It is a good practices to define INSTANCE in an Enum, for the benefit of serialization for free (Effective Java Edition 2, Item 3). If anyone could explain a bit more what it means, it will be great.
What is the best approach for using an Enum as a singleton in Java?
thanks in advance, Lin
Here's a demonstration:
import java.io.*;
class ClassSingleton implements Serializable {
public static final ClassSingleton INSTANCE = new ClassSingleton();
private ClassSingleton() {}
}
enum EnumSingleton {
INSTANCE;
}
public class Test {
public static void main(String[] args) throws IOException, ClassNotFoundException {
byte[] data;
try (ByteArrayOutputStream output = new ByteArrayOutputStream();
ObjectOutputStream oos = new ObjectOutputStream(output)) {
oos.writeObject(ClassSingleton.INSTANCE);
oos.writeObject(EnumSingleton.INSTANCE);
data = output.toByteArray();
}
try (ByteArrayInputStream input = new ByteArrayInputStream(data);
ObjectInputStream ois = new ObjectInputStream(input)) {
ClassSingleton first = (ClassSingleton) ois.readObject();
EnumSingleton second = (EnumSingleton) ois.readObject();
System.out.println(first == ClassSingleton.INSTANCE);
System.out.println(second == EnumSingleton.INSTANCE);
}
}
}
Here we have both a "simple" class-based singleton, and the enum-based version.
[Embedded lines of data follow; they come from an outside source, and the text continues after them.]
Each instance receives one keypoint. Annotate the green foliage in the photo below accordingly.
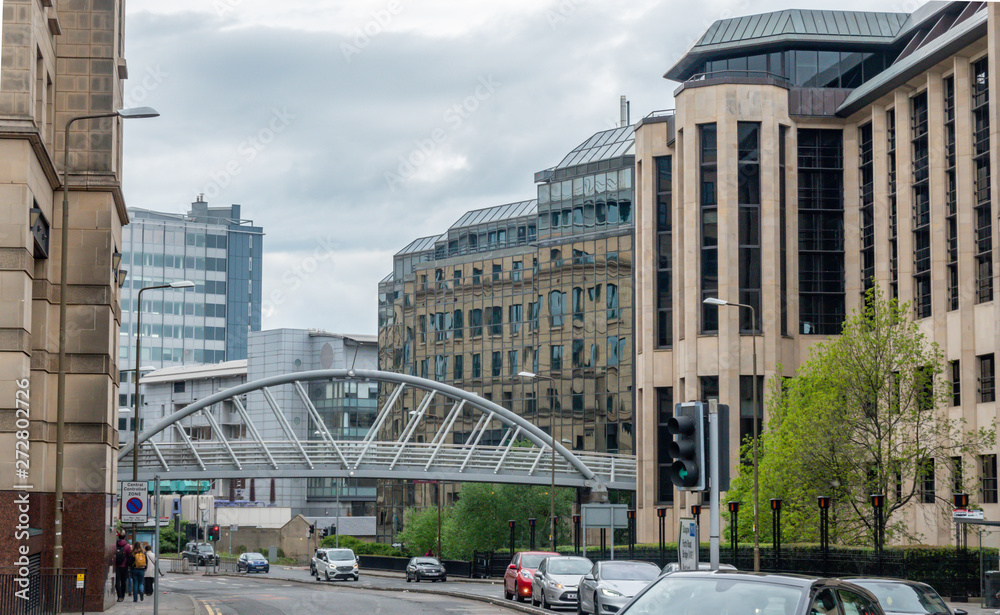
(861, 416)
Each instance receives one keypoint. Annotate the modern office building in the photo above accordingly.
(543, 286)
(811, 153)
(347, 408)
(61, 60)
(214, 248)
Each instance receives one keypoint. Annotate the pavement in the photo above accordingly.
(171, 603)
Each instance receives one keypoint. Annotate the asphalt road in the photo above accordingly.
(256, 595)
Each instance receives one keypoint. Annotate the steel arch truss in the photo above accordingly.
(523, 454)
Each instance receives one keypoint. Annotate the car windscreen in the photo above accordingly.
(569, 565)
(531, 560)
(629, 572)
(683, 595)
(905, 598)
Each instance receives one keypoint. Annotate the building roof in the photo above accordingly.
(842, 28)
(196, 372)
(420, 245)
(496, 213)
(604, 145)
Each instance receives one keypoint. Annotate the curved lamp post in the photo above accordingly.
(756, 418)
(134, 113)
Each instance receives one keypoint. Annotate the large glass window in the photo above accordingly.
(748, 189)
(664, 247)
(709, 227)
(821, 231)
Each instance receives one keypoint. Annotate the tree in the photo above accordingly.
(865, 414)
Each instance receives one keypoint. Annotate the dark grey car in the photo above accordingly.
(609, 585)
(556, 581)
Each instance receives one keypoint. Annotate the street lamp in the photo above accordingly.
(552, 490)
(134, 113)
(756, 479)
(135, 393)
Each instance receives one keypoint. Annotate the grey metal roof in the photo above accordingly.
(496, 213)
(604, 145)
(420, 245)
(800, 22)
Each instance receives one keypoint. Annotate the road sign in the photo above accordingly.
(134, 495)
(960, 513)
(687, 544)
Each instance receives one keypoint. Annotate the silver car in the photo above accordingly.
(556, 580)
(609, 585)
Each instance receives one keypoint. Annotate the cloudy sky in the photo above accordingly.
(348, 128)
We write out both instances to an ObjectOutputStream
, then read them back again. The output is false
then true
, showing that with the class-based singleton, we've ended up with two instances of ClassSingleton
... our "normal" one, and the one created by deserialization. We only have one instance of EnumSingleton
however, because enums have serialization/deserialization code to preserve their "fixed set of values" nature. You can write this code for the class-based singleton too, but it's easier not to have to.